Wo war Berlins Regierender Bürgermeister Eberhard Diepgen (CDU), als die Spitzen der Republik gestern morgen um elf am Gelände des Holocaust-Mahnmals den symbolischen Baubeginn zelebrierten? Ganz einfach: Er saß zwei Kilometer weiter im Osten an seinem Schreibtisch im Roten Rathaus.

Dorthin war der Landesvater gleich nach der Gedenkstunde im Bundestag geflüchtet – eine Stunde vor der Zeremonie fürs Mahnmal. Und von dort rollte er zwei Stunden später wieder an, um – gleich neben dem Mahnmalgelände – dem Justizausschuss des Landesparlaments Rede und Antwort zu stehen. Den direkten Weg zwischen den beiden Parlamentsgebäuden hatte Diepgen mit Bedacht vermieden: Schließlich hätte er direkt am Gelände des geplanten Mahnmals entlanggeführt.

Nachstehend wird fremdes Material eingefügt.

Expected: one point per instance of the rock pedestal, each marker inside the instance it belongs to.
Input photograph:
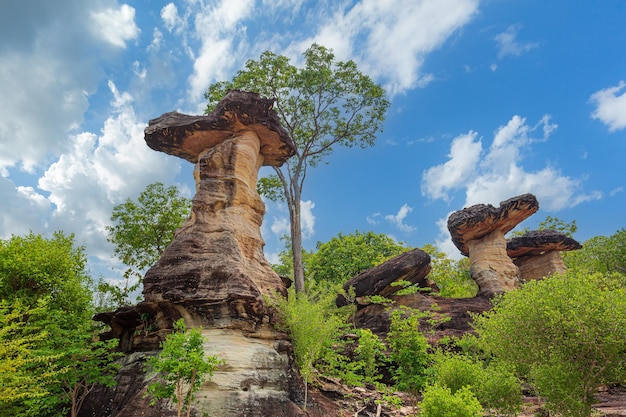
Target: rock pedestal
(478, 232)
(214, 273)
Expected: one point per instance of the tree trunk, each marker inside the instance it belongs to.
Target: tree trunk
(296, 244)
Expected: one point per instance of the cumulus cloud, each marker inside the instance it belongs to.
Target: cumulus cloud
(115, 26)
(391, 39)
(611, 106)
(498, 174)
(216, 27)
(101, 170)
(464, 155)
(507, 43)
(398, 219)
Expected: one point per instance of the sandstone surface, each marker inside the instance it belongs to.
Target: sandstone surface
(214, 274)
(537, 253)
(412, 266)
(478, 232)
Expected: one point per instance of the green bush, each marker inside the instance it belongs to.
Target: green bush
(495, 386)
(439, 401)
(567, 334)
(409, 350)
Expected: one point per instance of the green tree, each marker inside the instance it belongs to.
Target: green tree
(325, 104)
(312, 326)
(494, 384)
(451, 276)
(603, 254)
(47, 333)
(345, 256)
(409, 350)
(32, 267)
(19, 356)
(440, 401)
(567, 334)
(182, 366)
(141, 231)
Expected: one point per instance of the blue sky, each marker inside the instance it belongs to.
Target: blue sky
(489, 99)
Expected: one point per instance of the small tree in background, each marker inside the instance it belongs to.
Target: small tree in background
(325, 104)
(451, 276)
(346, 256)
(182, 366)
(141, 231)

Ein Freund der Mahnmals-Idee war der Bürgermeister von Anfang an nicht gewesen. „Wir müssen darauf achten, dass die Provinz in Deutschland nicht den Stolz und die Hauptstadt die Reue verkörpert“, ließ er schon 1994 wissen. Dennoch schob sein Büro, als es Diepgens Nichterscheinen ankündigte, zunächst Zeitnot vor. Diepgen habe andere Termine, hieß es.

Doch ein stichhaltiges Alibi ließ sich nicht konstruieren. Schließlich waren die Persönlichkeiten, mit denen Diepgen einen gewichtigen Alternativtermin hätte vereinbaren können, schon für das Mahnmal gebucht. Also musste der CDU-Politiker vor einer Woche mit der Wahrheit herausrücken. „Sie können von mir nicht erwarten, dass ich zu einem symbolischen Akt gehe und eine Entscheidung lobe, die ich so nicht getroffen hätte“, erklärte er – ganz wie ein trotziger Junge.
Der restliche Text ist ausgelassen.